(Photos courtesy of One Stop Writing Shop)
If you haven’t experienced the magic of Joe Kim’s culinary talents, you’re missing out. After years of spearheading the 5 Fusion kitchen, he and his wife, Laura, opened Yoli. There, Joe, a three-time James Beard Foundation nominee for Best Chef Northwest, honors the flavors from his childhood in Korea, focusing on more traditional offerings at lunch and his modern take on elevated Korean cuisine for dinner.
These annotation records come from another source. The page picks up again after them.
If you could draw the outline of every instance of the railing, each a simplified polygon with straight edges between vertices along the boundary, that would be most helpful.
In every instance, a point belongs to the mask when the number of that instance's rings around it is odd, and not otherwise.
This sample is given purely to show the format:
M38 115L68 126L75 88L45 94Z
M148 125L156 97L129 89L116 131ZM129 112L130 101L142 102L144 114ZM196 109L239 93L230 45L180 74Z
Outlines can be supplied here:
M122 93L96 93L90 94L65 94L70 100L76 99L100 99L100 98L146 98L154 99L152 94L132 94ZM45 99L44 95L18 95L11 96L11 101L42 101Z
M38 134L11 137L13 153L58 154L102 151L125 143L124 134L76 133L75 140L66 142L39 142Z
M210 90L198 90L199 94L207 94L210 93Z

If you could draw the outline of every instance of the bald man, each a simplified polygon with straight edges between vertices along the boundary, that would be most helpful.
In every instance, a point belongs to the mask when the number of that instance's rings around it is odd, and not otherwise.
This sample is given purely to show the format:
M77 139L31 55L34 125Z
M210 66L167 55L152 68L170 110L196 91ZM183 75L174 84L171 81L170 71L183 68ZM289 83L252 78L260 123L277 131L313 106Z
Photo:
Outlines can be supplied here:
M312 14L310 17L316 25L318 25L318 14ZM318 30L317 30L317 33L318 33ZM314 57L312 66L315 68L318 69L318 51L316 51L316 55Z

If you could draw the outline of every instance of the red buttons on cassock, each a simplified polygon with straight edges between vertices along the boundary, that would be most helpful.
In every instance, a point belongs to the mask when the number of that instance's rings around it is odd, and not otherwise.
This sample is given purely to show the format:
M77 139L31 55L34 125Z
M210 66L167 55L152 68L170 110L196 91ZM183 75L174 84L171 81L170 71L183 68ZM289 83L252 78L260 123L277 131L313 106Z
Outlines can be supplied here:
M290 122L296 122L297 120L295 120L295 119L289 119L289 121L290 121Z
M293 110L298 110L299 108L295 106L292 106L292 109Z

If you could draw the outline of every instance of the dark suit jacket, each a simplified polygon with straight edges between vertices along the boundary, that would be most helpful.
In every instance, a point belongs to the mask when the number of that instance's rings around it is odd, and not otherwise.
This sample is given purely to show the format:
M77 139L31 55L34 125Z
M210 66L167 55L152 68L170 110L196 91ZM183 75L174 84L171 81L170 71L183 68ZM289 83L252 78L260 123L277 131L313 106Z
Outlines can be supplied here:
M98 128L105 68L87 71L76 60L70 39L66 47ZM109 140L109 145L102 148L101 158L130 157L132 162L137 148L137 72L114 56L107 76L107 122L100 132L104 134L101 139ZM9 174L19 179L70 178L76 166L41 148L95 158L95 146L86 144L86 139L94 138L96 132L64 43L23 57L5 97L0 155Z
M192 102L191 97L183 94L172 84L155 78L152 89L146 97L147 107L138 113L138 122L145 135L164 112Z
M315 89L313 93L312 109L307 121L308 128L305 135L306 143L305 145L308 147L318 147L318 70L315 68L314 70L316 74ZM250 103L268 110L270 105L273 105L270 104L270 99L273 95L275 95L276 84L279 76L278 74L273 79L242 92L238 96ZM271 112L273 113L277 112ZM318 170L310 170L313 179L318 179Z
Since my restaurant review posse and I love Joe’s originality, we opted for the latter. We had intended to have a full meal and share at least a couple of main dishes. We never made it past the starters. “I don’t think I’ve ever been this full on appetizers,” my friend Deborah exclaimed.
Blame it on Joe.
We started the evening by asking if he would be willing to indulge us with a taste of his creative whimsy, which is on full display in the 12-course chef’s tasting menu that’s available Monday through Friday with 24-hour notice. Joe presented us with two dishes — a sizzle platter with pieces of A-5 wagyu and strips of Kalbi short rib for us to sear, along with a bowl of rice and homemade soy sauce and gochujang (savory, sweet, and spicy Korean chili paste) for us to make our own fried rice. Having gone upscale, he then took us to the fair with huge Korean corndogs, a preview of the food truck they’ll be launching next year. Think wagyu wieners surrounded by gooey mozzarella, perfectly panko-crusted and fried, and served on a stick with saffron ketchup and Korean-inspired truffle ranch dressing. Amazing. And I don’t even like corndogs.
Once we turned to the regular menu, I immediately wanted to try all three raw fish ribbon starters. We all loved the delicate strips of silky yellowtail mixed with scallion-citrus pepper oil, crisp Fuji apple and nori caviar. I would happily eat that daily.
The oh-so-tender wagyu beef tartare, with expertly uniform knife cuts, provided a whole new spin on the traditional appetizer, with its crunchy pine nuts, wasabi crème fraiche and sweet pear.
Hard to believe that the best was yet to come, starting with the caviar juk, which featured ostera caviar atop black truffle porridge. Creamy, salty, and smoky, with the perfect amount of lingering truffle, it was divine. And yes, I closed my eyes to better savor each bite.
The Korean fried cauliflower, crusted in rice flour and tossed with gochujang sauce, was both mildly spicy and sweet, and utterly addictive. Ditto for the deliciously balanced kimchi and scallion pancake served with a vinegary sesame-chili sauce.
Still, it’s hard to top the foie gras and brioche toast. With its dots of passion fruit, cherry kimchi, and miso, and small crusty chunks of Korean granola, it was a feast for the eyes as much as the palate.
Yup. Classic Joe. I can’t wait to go back.